From asymptomatic to a bout of coughing and fatigue to a stay in the ICU and possible death, they vary widely.
Early epidemiological data identified older people and those with underlying health conditions like heart and lung disease and diabetes at greater risk for more severe illness, but the categorizations haven’t always held true.
“Not everyone with severe disease has these risk factors. And not everyone at risk has the same symptoms, prognosis, or outcome,” write Arturo Casadevall, MD, PhD, MS, Bloomberg Distinguished Professor and chair of Molecular Microbiology and Immunology at the Johns Hopkins Bloomberg School of Public Health, and Liise-anne Pirofski, professor of Medicine and Infectious Diseases chief at Albert Einstein College of Medicine and Montefiore Medical Center.
In a Bloomberg Opinion article, the infectious diseases experts outline five key variables that can influence the severity of COVID-19 illness:
Microbial dosage: Infection by a small number of viral particles may manifest in an asymptomatic or mild illness, while a large quantity of particles is likely to do more damage to the immune system, resulting in a more serious illness.
Genetics: Surface proteins on host cells often act as a portal for viruses. Since they are unique to each person, someone without particular surface proteins, for example, may have resistance to SARS-CoV-2 infection.
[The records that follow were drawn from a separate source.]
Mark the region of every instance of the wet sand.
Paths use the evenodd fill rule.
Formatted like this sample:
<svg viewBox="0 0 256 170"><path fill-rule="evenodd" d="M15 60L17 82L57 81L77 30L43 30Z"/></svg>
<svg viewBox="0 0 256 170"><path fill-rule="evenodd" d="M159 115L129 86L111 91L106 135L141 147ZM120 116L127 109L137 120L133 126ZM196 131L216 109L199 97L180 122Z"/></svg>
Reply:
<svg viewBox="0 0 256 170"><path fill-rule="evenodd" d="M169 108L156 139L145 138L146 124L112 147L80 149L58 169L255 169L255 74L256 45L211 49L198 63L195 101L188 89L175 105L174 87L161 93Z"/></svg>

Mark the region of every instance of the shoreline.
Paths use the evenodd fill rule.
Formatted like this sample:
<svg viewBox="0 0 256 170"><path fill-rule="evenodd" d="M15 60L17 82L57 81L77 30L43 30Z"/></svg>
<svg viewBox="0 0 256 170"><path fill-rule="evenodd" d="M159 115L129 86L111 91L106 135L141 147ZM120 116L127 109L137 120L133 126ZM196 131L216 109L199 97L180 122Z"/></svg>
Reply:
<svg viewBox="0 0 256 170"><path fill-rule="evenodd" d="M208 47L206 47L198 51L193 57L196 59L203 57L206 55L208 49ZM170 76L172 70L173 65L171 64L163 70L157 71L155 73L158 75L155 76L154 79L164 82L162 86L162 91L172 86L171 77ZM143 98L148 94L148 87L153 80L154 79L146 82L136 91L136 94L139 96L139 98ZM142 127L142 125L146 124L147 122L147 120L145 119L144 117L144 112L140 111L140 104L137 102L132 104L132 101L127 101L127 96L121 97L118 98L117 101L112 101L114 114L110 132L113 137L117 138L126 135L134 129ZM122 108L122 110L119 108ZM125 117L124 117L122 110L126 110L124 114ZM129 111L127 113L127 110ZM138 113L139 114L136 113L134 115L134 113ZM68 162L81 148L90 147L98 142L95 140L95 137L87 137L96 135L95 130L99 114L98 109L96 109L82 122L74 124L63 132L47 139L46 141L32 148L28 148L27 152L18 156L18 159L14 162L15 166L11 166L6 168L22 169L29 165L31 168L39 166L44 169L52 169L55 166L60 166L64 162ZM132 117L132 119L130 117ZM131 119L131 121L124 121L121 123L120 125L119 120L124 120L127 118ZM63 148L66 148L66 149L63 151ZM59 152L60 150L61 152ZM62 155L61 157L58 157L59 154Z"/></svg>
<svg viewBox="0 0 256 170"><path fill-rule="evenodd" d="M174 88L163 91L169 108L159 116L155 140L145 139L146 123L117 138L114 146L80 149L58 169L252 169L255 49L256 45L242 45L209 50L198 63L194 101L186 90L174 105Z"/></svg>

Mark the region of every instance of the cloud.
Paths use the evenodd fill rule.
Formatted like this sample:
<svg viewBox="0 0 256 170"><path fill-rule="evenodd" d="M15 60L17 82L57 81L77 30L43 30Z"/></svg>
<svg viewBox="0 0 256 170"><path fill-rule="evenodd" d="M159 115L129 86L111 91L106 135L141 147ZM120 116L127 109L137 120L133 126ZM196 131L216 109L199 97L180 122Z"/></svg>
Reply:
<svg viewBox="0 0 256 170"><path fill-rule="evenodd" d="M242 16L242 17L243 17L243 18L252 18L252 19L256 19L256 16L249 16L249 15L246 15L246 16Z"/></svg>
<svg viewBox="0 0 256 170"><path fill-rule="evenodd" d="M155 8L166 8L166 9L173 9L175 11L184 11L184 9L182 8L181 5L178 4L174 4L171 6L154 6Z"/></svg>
Infection route: The path of virus entry—whether via nose or mouth through aerosolized droplets from a cough or sneeze, or through touching a contaminated surface and then touching one’s face—could affect disease outcomes, due to differing immune defense responses.
Virus strength: Differing virulence among varieties of the coronavirus could develop as the virus spreads and undergoes genetic changes. More virulent strains could potentially cause more damage to host tissues or immunity.
Immune status: A person’s history of prior infectious diseases is central to how they respond to the coronavirus or any new infection. Going up against a familiar virus, the immune system may know how to protect itself, but an encounter with a new foe may thwart the system’s rapid response mechanism and allow the virus to do more damage.
“Because these [five] parameters can vary so much from infected person to infected person, it’s impossible to predict who will live and who will die,” Casadevall and Pirofski write. “Therefore, despite accumulating evidence that most who acquire the coronavirus will not develop severe disease, the uncertainty of who is at grave risk enhances the pandemic’s terror.”
This story was adapted from a commentary in Bloomberg Opinion.